ROCKFORD - The plan to consolidate emergency 911 dispatch services in Winnebago County is causing concern for top officials in Rockton, Roscoe and South Beloit.
On Nov. 27, municipalities across the county received word of just how much the new services would cost each agency - most of whom, including the three northern Stateline Area communities - did not previously pay for dispatch services.
A letter from Rockford Fire Chief Derek Bergsten said the estimated annual cost for running the center would sit at $6.1 million, with Stateline Area officials saying the move would strain already cash-strapped municipalities.
The figure is unclear as to whether or not it would remain at the total amount announced, or would drop following equipment and information-technology purchases made in the first year.
The consolidation of dispatch centers has been discussed since 2015, with services provided by the Rock County Sheriff's Office to 16 outlying communities set to be combined with the Rockford 911 Center, along with hiring new staff in Rockford.
To cover the costs, Rockford police are set to pay $3.1 million and the sheriff's office will contribute $1.4 million. Both agencies account for nearly 75 percent of all law enforcement personnel in the county.
In the recent correspondence from Rockford officials to outlying county agencies, Rockton will be asked to pay $182,926; Roscoe $145,468; and South Beloit $146,000.
Costs for the municipalities were drafted based upon the number of sworn officers employed by each agency, according to Bergsten's letter obtained by the Beloit Daily News.
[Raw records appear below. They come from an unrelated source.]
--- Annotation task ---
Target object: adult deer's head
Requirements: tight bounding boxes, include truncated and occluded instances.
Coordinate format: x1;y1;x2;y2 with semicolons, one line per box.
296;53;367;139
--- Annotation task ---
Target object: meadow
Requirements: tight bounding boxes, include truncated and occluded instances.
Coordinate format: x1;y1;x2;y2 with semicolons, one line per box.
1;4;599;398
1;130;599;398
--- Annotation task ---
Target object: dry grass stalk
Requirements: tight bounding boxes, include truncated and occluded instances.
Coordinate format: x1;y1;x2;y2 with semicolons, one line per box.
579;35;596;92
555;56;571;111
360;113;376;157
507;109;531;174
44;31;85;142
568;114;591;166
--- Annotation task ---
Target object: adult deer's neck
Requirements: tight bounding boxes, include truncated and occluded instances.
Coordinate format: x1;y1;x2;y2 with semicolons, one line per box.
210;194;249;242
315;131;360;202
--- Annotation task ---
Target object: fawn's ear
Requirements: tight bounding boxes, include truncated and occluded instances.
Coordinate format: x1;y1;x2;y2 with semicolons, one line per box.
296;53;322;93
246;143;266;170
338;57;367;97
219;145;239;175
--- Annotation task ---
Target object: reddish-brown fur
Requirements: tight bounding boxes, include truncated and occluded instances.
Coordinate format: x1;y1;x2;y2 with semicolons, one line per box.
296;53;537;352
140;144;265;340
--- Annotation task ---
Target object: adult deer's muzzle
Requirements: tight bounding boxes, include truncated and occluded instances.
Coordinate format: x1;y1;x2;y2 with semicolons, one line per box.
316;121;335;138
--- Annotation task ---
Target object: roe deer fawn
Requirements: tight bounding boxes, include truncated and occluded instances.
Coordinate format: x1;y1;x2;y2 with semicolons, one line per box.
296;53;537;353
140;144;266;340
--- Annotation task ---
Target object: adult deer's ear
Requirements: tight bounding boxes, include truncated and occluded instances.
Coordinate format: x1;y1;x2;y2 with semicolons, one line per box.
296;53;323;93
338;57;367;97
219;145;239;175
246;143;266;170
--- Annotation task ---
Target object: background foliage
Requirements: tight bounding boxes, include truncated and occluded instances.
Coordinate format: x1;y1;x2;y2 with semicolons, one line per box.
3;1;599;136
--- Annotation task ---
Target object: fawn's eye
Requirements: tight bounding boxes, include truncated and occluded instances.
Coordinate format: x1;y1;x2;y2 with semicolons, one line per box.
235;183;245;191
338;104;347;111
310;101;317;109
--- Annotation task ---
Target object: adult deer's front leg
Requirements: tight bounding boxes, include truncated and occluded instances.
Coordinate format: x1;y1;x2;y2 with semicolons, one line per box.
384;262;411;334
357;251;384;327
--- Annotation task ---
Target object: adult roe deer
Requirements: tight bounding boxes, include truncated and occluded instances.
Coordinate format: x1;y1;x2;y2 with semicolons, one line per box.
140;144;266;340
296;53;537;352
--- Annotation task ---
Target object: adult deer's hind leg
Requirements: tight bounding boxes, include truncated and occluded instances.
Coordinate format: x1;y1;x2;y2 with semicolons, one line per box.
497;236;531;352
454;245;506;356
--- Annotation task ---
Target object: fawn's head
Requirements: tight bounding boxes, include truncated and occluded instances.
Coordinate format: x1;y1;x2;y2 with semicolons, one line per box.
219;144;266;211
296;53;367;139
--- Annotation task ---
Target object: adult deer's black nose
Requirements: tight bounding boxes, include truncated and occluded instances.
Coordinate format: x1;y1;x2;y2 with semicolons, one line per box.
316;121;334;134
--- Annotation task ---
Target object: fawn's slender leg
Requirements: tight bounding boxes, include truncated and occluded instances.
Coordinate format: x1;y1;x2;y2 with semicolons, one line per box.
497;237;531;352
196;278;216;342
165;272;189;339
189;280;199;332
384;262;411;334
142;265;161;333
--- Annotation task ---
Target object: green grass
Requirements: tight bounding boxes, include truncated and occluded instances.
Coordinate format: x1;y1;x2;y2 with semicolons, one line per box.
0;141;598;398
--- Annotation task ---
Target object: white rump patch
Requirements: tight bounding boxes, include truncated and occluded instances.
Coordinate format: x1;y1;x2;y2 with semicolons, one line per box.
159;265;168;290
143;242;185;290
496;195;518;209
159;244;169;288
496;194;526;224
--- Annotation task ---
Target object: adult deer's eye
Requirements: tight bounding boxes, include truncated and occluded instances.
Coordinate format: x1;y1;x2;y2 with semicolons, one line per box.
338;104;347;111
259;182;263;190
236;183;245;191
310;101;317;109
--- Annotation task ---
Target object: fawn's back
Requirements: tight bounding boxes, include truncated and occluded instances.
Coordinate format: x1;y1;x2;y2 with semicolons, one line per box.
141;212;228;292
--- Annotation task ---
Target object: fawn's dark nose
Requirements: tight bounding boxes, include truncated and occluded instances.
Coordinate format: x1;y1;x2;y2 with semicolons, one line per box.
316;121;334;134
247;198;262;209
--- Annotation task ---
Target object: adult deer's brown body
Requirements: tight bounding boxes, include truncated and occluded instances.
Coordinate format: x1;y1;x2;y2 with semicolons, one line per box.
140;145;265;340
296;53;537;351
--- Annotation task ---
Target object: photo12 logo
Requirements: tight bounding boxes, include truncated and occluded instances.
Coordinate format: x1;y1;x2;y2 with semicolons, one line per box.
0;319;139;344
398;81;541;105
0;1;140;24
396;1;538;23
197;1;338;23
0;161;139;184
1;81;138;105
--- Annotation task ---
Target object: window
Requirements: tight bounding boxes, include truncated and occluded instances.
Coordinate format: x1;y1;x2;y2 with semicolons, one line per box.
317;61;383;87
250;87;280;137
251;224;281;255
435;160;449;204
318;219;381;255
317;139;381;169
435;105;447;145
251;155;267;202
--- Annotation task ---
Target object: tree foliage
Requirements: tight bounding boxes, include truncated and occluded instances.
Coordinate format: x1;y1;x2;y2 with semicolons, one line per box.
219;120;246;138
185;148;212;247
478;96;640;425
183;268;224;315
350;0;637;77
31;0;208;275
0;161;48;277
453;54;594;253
Rockton has 19 total officers, four of whom work only during special events like parades and Old Settlers Days, according to Rockton Police Chief Stephen Dickson. Roscoe has 16 officers, while South Beloit has 11 officers on staff, with 13 budgeted.
South Beloit Police Chief Pat Hoey, who previously served in the Rockford Police Department as an assistant chief involved in early consolidation talks, said the effort was "important to have consolidation." But he recognized the shock felt by all municipalities.
Hoey said the early discussions followed similar trends currently circulating, noting consultants in the early 2000s noted the consolidation wouldn't save money for "quite some time."
Hoey said he hoped the county would consider a different cost model, combining either call volumes alone or both call volumes and sworn staff.
Dickson and Roscoe Village Administrator Scott Sanders said the process had lacked communication or input from smaller communities. Previously, all three municipalities had not been required to pay for dispatch services. Dickson questioned why the contribution rates varied.
"They can paint the picture however they want, but it's not fair," Dickson said.
Rockford and county officials have said the consolidation would eliminate the need to transfer thousands of calls annually. Winnebago County Board Chairman Frank Haney could not immediately be reached for comment.
"I don't think any response time has suffered in the past," Dickson speculated.
With being left out of the decision-making process, officials in Rockton, Roscoe and South Beloit said they were considering a feasibility study to determine whether an independent dispatch facility would be more affordable by pooling resources.
"If there's a service, you should have to pay for it," Sanders said. "That's the reality of it. It's frustrating not to have input and to be presented a scenario with little or no say on the process."
Officials stressed the outlying feasibility study was in its early stages, with Sanders noting that Loves Park officials have indicated interest in the idea. Loves Park previously paid the county $140,000 annually for dispatch services. Under the consolidation plan, the municipality would be required to pay $355,399.
The effort picked up steam this year as the sheriff's office accounts for $4.3 million in cuts passed in the county's balanced 2018 budget.
Dickson said conversations with Sheriff Gary Caruana hadn't swayed the top county law enforcement officer's decision to consolidate.
"We're in the dark throughout the process, Dickson said. "There are a lot of unanswered questions."
No specific timeline was mentioned in the letter sent to municipalities, with Bergsten's letter noting the transition would occur in "early 2018," according to the document.
The consolidation effort will require multiple intergovernmental agreements, alongside modifications with the Illinois Commerce Commission related to the county's 911 plan, Sanders said.
As part of the plan, Boone County 911 dispatch would become Rockford's back up.
The early notice given by Rockford comes a bit late for South Beloit, with the municipality approving its overall budget Monday without accounting for the impending dispatch consolidation charge.
"We will make it a priority to pay whatever the agreed upon fee would be," Hoey said.
Rockton's fiscal year ends June 1, with no plan being announced to cover the anticipated cost. Dickson speculated the new charge could result in the department laying off staff.
Roscoe approved its 2018 budget Tuesday, setting aside $100,000 towards the initial cost, Sanders said.